- Segundo o psicólogo Nicolás Salcedo, sinais comuns são dificuldade de regular emoções, pouca responsabilidade emocional, falta de empatia e dificuldade em assumir responsabilidades.
- Salcedo aponta que pessoas emocionalmente imaturas costumam estar sempre na defensiva diante de críticas, mesmo construtivas, discutindo, evitando ou distorcendo a avaliação.
- Também são comuns a desvalorização da responsabilidade, com distorção de fatos ou culpa atribuída a terceiros.
- Comportamentos passivo-agressivos aparecem como forma de demonstrar ressentimento sem confrontar diretamente, por meio de sarcasmo ou silêncio.
- A tríade emocional envolve uso inadequado das próprias emoções para manipular, e a triangulação com terceiros, descrita pela psicóloga Belén Picado como abuso indireto para confundir ou controlar alguém.
Nicolás Salcedo usou as redes sociais para indicar sinais de imaturidade emocional.
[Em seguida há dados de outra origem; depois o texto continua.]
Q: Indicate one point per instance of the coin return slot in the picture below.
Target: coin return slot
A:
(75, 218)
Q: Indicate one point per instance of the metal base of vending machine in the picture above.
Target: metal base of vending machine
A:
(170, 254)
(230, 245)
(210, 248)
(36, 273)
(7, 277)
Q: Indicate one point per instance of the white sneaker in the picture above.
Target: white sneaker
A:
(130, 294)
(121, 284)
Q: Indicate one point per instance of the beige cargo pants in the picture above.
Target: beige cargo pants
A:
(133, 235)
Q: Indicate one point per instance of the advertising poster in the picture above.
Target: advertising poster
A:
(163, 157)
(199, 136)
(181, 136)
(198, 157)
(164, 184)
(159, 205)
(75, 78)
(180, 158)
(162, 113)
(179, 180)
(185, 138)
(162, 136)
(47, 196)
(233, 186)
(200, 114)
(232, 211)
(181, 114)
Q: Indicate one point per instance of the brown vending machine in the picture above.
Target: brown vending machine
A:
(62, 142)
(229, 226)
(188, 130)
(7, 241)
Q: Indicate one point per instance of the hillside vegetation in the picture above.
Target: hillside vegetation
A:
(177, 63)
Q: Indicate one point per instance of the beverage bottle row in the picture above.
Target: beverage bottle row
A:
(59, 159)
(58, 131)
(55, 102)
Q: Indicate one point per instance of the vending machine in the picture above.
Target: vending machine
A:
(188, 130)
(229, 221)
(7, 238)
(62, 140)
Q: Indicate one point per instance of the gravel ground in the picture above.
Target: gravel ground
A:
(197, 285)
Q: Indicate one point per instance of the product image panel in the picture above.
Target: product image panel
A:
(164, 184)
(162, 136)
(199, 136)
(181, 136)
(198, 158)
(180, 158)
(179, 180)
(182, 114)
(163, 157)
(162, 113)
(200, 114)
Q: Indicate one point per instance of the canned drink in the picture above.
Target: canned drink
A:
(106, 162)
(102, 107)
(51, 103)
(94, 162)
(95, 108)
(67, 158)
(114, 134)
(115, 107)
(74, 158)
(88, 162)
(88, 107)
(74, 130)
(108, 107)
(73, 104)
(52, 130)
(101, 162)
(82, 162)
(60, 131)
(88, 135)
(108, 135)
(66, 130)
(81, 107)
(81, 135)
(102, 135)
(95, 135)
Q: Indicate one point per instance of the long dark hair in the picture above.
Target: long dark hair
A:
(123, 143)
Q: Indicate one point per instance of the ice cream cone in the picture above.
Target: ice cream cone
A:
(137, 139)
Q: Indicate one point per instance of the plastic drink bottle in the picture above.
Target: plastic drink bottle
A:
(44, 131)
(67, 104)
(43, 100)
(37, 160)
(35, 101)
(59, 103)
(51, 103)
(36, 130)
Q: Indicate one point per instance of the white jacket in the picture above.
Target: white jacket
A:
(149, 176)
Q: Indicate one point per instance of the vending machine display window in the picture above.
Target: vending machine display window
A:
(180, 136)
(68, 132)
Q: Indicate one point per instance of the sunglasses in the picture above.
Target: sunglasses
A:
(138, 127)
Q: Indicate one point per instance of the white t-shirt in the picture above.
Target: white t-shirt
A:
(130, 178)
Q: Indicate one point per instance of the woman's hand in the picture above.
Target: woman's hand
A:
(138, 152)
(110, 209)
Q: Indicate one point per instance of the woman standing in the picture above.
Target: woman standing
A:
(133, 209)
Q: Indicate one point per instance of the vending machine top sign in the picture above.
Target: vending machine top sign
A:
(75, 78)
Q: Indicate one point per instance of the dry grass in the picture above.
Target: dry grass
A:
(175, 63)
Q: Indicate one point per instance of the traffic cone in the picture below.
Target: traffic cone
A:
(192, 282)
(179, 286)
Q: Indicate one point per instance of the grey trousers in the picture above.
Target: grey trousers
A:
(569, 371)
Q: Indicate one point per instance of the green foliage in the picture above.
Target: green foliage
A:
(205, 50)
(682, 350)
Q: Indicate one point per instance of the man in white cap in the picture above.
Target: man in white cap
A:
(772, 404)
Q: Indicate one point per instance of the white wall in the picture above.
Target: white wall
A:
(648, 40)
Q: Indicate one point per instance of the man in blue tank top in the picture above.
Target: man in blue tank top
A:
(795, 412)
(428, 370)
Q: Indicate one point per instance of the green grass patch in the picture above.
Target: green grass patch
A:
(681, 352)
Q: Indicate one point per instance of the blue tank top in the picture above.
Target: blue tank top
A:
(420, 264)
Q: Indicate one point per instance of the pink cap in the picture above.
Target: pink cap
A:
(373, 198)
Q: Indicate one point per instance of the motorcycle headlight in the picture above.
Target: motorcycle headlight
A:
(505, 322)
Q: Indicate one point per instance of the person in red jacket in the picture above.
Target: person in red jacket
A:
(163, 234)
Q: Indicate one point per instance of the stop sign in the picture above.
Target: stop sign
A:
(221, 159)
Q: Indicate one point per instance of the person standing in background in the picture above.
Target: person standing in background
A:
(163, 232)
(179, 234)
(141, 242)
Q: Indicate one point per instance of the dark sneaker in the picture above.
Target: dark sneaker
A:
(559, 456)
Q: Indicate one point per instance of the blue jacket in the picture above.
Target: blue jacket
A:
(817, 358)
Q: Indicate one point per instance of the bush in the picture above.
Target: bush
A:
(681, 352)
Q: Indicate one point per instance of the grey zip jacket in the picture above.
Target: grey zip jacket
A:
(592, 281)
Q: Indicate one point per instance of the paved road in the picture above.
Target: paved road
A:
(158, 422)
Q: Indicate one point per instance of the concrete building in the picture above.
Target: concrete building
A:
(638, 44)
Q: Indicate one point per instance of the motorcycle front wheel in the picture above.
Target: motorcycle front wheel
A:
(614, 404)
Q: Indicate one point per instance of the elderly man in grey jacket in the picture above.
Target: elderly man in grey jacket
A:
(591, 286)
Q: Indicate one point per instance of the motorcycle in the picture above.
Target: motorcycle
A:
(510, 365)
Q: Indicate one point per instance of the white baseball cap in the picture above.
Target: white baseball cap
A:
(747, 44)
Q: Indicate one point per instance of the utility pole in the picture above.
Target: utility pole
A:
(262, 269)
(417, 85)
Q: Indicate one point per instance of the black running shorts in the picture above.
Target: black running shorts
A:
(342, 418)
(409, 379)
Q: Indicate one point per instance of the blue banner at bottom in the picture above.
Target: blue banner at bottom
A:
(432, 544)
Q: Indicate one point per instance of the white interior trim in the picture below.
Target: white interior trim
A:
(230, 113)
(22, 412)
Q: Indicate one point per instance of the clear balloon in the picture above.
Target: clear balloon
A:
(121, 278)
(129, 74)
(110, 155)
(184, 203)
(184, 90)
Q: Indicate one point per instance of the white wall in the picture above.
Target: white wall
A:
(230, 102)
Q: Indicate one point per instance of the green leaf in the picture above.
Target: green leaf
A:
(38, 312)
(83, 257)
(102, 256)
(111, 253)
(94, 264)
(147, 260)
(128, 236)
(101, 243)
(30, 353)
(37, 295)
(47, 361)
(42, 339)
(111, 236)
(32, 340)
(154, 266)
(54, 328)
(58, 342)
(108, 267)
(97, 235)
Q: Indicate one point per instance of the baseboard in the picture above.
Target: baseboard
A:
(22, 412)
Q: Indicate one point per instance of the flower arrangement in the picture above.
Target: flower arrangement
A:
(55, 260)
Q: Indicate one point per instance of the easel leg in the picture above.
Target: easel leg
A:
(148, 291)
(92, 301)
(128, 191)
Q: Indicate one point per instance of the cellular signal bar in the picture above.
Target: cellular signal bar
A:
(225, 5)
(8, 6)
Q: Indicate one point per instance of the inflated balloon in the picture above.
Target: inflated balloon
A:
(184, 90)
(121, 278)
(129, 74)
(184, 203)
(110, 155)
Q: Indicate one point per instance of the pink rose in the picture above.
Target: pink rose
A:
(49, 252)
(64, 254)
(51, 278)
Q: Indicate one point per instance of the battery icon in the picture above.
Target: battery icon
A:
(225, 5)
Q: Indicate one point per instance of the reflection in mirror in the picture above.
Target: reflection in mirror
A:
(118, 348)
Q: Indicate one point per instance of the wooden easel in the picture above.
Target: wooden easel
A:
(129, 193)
O alerta envolve comportamentos que dificultam a regulação emocional e a responsabilidade afetiva.
Belén Picado, psicóloga, complementa com exemplos de atitudes que costumam acompanhar esse tipo de imaturidade. O objetivo é facilitar o reconhecimento de padrões sem remeter a pessoas específicas.
Não há fatos inéditos no material, apenas a compilação de explicações já apresentadas pelos dois especialistas sobre o tema.
Sinais descritos pelos especialistas
Pessoas emocionalmente imaturas apresentam dificuldade em regular as próprias emoções. A impulsividade costuma predominar, associada a uma gestão inadequada de sentimentos.
Defensividade permanente é outra característica citada. Mesmo críticas construtivas podem ser percebidas como ataques, gerando discussão ou evasão da responsabilidade.
Desvio de culpa aparece como padrão. Um indivíduo pode distorcer a história ou culpar terceiros para evitar o confronto com erros próprios.
Comportamento passivo-agressivo é citado como frequente. Perguntas recebidas com respostas vagas ou silenciosas indicam ressentimento não verbalizado.
O uso inadequado das emoções também é apontado. Choro excessivo pode funcionar como forma de vitimização e controle sobre os outros.
A triangulação é apresentada como uma forma sutil de abuso psicológico. Envolver uma terceira pessoa busca desestabilizar a relação e ampliar apoio para a própria narrativa.